When \(x = 0, u = 0\), and when \(x = 1, u = 1\).
Therefore, \begin {align*} \int _{0}^{1} f\left (\sqrt {x}\right )\Diff x & = \int _{0}^{1} f(u) \cdot 2u \Diff u \\ & = 2 \int _{0}^{1} u f(u) \Diff u \\ & = 2 \int _{0}^{1} x f(x) \Diff x. \end {align*}
We have \begin {align*} \int _{0}^{1} \left (g(x)\right )^2 \Diff x & = \int _{0}^{1} g\left (\sqrt {x}\right ) \Diff x - \frac {1}{3} \\ & = 2 \int _{0}^{1} x g(x) \Diff x - \int _{0}^{1} x^2 \Diff x, \end {align*}
and hence \begin {align*} \int _{0}^{1} \left [\left (g(x)\right )^2 - 2x g(x) + x^2\right ] \Diff x & = 0 \\ \int _{0}^{1} \left (g(x) - x\right )^2 \Diff x & = 0. \end {align*}
We have \(\left (g(x) - x\right )^2 \geq 0\) for all \(0 \leq x \leq 1\), and since \(g\) is continuous, we must have \(g(x) - x = 0\) for all \(0 \leq x \leq 1\) for the integral to evaluate to \(0\).
Hence, \(g(x) = x\) for \(0 \leq x \leq 1\).
Using integration by parts, we have \begin {align*} \int _{0}^{1} h(x) \Diff x & = \left [x h(x)\right ]_{0}^{1} - \int _{0}^{1} x \Diff h(x) \\ & = 1 \cdot h(1) - 0 \cdot h(0) - \int _{0}^{1} x h'(x) \Diff x \\ & = h(1) - \int _{0}^{1} x h'(x) \Diff x. \end {align*}
Hence, \begin {align*} \int _{0}^{1} \left (h'(x)\right )^2 \Diff x & = 2h(1) - 2 \int _{0}^{1} h(x) \Diff x - \frac {1}{3} \\ & = 2 h(1) - 2 \left [h(1) - \int _{0}^{1} x h'(x) \Diff x\right ] - \frac {1}{3} \\ & = 2 \int _{0}^{1} x h'(x) \Diff x - \frac {1}{3} \\ & = 2 \int _{0}^{1} x h'(x) \Diff x - \int _{0}^{1} x^2 \Diff x. \end {align*}
Therefore, similar to the previous part, we have \(h'(x) = x\) for \(0 \leq x \leq 1\), and hence \(h(x) = \frac {x^2}{2} + h(0) = \frac {x^2}{2}\) for \(0 \leq x \leq 1\).

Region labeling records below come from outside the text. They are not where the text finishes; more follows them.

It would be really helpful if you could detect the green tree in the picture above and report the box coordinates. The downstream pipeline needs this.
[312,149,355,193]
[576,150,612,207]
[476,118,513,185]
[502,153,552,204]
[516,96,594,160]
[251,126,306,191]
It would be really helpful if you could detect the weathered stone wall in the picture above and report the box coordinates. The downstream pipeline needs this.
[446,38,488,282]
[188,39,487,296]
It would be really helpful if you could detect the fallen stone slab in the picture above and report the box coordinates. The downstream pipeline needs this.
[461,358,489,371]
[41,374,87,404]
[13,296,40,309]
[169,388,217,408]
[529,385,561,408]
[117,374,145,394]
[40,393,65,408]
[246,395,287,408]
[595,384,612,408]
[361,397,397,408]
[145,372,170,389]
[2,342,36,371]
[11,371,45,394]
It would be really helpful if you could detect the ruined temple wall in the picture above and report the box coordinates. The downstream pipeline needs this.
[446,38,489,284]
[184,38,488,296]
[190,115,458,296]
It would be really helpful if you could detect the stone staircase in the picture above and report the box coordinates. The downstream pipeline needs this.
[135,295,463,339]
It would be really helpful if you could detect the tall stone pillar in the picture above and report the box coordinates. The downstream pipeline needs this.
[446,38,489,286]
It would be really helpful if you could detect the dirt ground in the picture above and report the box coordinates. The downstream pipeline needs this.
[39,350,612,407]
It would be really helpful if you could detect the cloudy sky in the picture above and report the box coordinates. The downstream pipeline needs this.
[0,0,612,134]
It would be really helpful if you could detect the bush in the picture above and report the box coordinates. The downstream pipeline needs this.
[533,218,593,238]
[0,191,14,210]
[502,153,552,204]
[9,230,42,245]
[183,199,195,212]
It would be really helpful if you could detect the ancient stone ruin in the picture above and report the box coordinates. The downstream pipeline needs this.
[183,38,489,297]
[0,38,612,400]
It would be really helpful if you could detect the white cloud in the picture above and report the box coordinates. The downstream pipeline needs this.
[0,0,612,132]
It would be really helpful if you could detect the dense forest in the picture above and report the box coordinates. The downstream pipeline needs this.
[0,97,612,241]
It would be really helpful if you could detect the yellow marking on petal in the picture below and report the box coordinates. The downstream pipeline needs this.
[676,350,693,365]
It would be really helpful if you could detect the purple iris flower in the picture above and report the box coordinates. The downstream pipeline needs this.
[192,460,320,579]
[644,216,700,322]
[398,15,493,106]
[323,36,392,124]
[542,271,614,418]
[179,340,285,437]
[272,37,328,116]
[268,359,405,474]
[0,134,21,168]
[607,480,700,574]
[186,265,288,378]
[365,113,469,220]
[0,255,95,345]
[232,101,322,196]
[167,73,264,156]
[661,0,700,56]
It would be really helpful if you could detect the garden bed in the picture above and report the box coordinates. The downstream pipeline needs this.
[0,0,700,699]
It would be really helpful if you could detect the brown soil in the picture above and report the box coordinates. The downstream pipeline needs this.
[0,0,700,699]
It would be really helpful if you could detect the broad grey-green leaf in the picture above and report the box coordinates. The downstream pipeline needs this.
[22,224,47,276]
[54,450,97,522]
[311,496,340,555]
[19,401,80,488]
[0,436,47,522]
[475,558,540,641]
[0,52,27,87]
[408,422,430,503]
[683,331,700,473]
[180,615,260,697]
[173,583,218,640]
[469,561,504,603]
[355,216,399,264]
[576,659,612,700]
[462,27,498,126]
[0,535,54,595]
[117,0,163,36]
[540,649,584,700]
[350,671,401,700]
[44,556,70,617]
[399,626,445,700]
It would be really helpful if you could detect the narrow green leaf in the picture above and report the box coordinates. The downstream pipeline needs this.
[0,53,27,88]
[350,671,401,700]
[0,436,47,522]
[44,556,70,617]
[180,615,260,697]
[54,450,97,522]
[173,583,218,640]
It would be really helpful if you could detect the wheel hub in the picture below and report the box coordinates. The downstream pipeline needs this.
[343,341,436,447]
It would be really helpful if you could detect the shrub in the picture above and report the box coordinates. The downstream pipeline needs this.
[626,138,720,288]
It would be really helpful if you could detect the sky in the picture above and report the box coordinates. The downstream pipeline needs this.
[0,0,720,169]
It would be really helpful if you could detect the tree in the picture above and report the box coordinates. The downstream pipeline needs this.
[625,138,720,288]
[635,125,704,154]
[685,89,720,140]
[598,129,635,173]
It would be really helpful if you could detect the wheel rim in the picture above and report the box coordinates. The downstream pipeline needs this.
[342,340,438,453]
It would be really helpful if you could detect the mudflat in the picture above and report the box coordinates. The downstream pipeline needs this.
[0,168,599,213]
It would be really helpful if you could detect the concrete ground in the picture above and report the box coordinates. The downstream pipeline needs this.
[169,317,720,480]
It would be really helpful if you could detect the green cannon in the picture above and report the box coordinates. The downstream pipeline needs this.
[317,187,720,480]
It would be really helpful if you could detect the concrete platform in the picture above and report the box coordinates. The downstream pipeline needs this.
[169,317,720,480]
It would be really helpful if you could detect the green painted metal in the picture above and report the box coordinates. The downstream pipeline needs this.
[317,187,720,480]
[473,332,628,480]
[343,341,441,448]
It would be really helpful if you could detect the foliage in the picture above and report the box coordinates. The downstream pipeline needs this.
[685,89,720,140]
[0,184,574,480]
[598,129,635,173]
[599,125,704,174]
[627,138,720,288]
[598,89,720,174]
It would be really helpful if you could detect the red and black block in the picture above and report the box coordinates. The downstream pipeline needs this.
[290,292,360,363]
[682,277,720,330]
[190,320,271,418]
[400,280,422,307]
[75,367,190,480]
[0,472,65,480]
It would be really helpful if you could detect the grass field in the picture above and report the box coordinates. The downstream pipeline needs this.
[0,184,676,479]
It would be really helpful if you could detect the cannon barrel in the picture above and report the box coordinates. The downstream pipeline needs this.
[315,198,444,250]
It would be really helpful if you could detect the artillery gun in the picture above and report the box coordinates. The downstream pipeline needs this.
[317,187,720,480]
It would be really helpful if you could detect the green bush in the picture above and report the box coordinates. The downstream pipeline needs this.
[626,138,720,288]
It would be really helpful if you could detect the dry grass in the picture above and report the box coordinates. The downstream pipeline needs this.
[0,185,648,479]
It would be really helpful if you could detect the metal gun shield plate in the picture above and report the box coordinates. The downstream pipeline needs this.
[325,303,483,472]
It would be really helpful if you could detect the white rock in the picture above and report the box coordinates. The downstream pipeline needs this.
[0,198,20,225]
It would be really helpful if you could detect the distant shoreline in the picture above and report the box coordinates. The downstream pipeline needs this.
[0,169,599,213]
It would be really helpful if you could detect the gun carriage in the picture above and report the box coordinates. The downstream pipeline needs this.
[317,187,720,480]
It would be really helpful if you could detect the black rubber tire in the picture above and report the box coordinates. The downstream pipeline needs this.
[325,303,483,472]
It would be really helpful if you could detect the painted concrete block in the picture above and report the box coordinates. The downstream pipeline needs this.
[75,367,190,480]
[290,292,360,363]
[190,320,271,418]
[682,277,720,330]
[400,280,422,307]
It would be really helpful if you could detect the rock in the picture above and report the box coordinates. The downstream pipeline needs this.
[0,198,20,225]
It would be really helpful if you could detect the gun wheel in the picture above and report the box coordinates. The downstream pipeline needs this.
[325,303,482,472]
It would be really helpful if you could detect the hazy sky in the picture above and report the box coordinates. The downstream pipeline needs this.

First, we notice that \begin {align*} \int _{0}^{1} e^{-ax} \Diff x & = - \frac {1}{a} \left [e^{-ax}\right ]_{0}^{1} \\ & = - \frac {1}{a} \cdot \left [e^{-a} - 1\right ] \\ & = - \frac {e^{-a}}{a} + \frac {1}{a}. \end {align*}
Hence, \begin {align*} \int _{0}^{1} e^{ax} \left (k(x)\right )^2 \Diff x & = 2 \int _{0}^{1} k(x) \Diff x - \int _{0}^{1} e^{-ax} \Diff x + \frac {1}{a} - \frac {1}{a^2} - \frac {1}{4} \\ \int _{0}^{1} \left [e^{ax} \left (k(x)\right )^2 - 2 k(x) + e^{-ax}\right ] \Diff x & = - \frac {1}{a^2} + \frac {1}{a} - \frac {1}{4} \\ \int _{0}^{1} e^{-ax} \left [e^{2ax} \left (k(x)\right )^2 - 2 e^{ax} k(x) + 1\right ] \Diff x & = - \left (\frac {1}{a} - \frac {1}{2}\right )^2 \\ \int _{0}^{1} e^{-ax} \left (e^{ax} k(x)- 1\right )^2 \Diff x & = - \left (\frac {1}{a} - \frac {1}{2}\right )^2. \end {align*}
Since \(e^{-ax} > 0\), and \(\left (e^{ax} k(x) - 1\right )^2 \geq 0\), the integrand must be non-negative, and hence \[ \int _{0}^{1} e^{-ax} \left (e^{ax} k(x)- 1\right )^2 \Diff x \geq 0, \] meaning \[ \left (\frac {1}{a} - \frac {1}{2}\right )^2 \leq 0. \]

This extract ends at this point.